What causes AdSense revenue to slump at the beginning of Q1?
The final quarter of the year is often referred to as “the golden quarter” by publishers due to the skyrocketing ad spend by advertisers wanting to reach customers in this peak shopping period.
Increased ad spend leads to more competitive auctions and higher RPMs for publishers, which often makes Q4 the most profitable time of the year.
Unfortunately, the highs experienced at the end of the calendar year are short-lived and when it comes to January, many digital publishers find that their ad revenue has dramatically slumped. Luckily for us, the lows of Q1 are also temporary. These predictable fluctuations recur throughout the calendar year and are defined as Seasonality.
As an AdSense publisher, it is important to understand the patterns that occur during seasonal periods, as this will help you avoid time wasted on diagnosing issues out of your control.
Factors That Drive AdSense Seasonality
As with any drop in revenue, the best starting point is to understand the issue. There are two main factors that drive seasonal spikes and dips in publishers’ ad revenue:
I. Web traffic
At the end of Q4, there are generally more people surfing the web for Thanksgiving, Black Friday, Christmas and the other December holidays. This means that more ad impressions are served as a result of the increase in traffic.
Conversely, at the beginning of Q1 most people have completed their shopping so there is often a decrease in traffic and therefore a drop in ad requests. If there are fewer people on your website, it’s more than likely that you’ll experience a lower click-through rate.
A drop in web traffic can easily be diagnosed by using Google Analytics to compare traffic year-on-year.
Publishers’ ad revenue depends heavily on how much advertisers are willing to spend on their inventory. Marketers tend to be more conservative when spending advertising budgets at the beginning of the calendar year. This is because the beginning of the quarter is usually seen as an opportunity for advertisers to experiment and assess which campaigns perform best.
In contrast, advertisers tend to concentrate a large proportion of their budget at the end of Q4 advertisers as they know that more people will be closer to the point of purchase at this time. This is also a time for any unspent budget to be used up on high-intensity campaigns.
Understand the Quarterly Buying Cycle
The drop at the end of the fourth quarter is the most noticeable due to the high rates proceeding it, but it happens on a smaller scale every quarter.
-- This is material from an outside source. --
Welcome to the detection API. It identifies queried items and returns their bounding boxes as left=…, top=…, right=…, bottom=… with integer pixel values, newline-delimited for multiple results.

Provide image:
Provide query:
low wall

The predictable and sudden drops experienced at the end of quarters occur because of the way that digital advertising campaigns are bought and booked.
Marketers are usually set quarterly budgets to run campaigns during those calendar quarters. As many large ad campaigns end at the same time, demand tends to drop off and publisher revenue follows. These patterns are usually reflected in publisher earnings from the beginning of the following quarter as consumer spend and traffic decreases.
SOURCE: OKO Digital
Best Steps to Prepare Your AdSense Website for Q1
Here’s what to do if your ad revenue drops in January:
1. Continue to post relevant and engaging content
Use Google Trends to see what search queries were trending last January and see if you can use this data as inspiration for future content. This will ensure that you are posting relevant and engaging content for your users.
Topics that typically trend at the beginning of the quarter include weight loss, travel and any upcoming holidays such as Valentine’s day.
2. Experiment with your AdSense placements
Advertisers use the beginning of the quarter to experiment with their ad campaigns and publishers should too.
Using suggestions obtained from the ‘Optimization’ tab, carry out some A/B split testing experiments to help you make more informed decisions on your ad placements.
3. Promote your website
The beginning of the quarter is a good time to utilize mailing lists and social sharing to promote your website and encourage visitors to return.
Whilst it may be tough to attract new visitors to your site during downtimes, keeping current visitors engaged will increase your pageviews.
4. Check your site’s health
January is a good time to check on your site’s overall health. Could the user experience be improved? What is the load time like? Are there any issues that need fixing?
5. Take inspiration from larger websites
Most web publishers deal with seasonality to an extent and some are likely to be more experienced than you in dealing with the fluctuations that Q1 brings.
Take a look at sites larger than yours to gain an insight into what larger websites do to mitigate the impact of January ad revenue loss.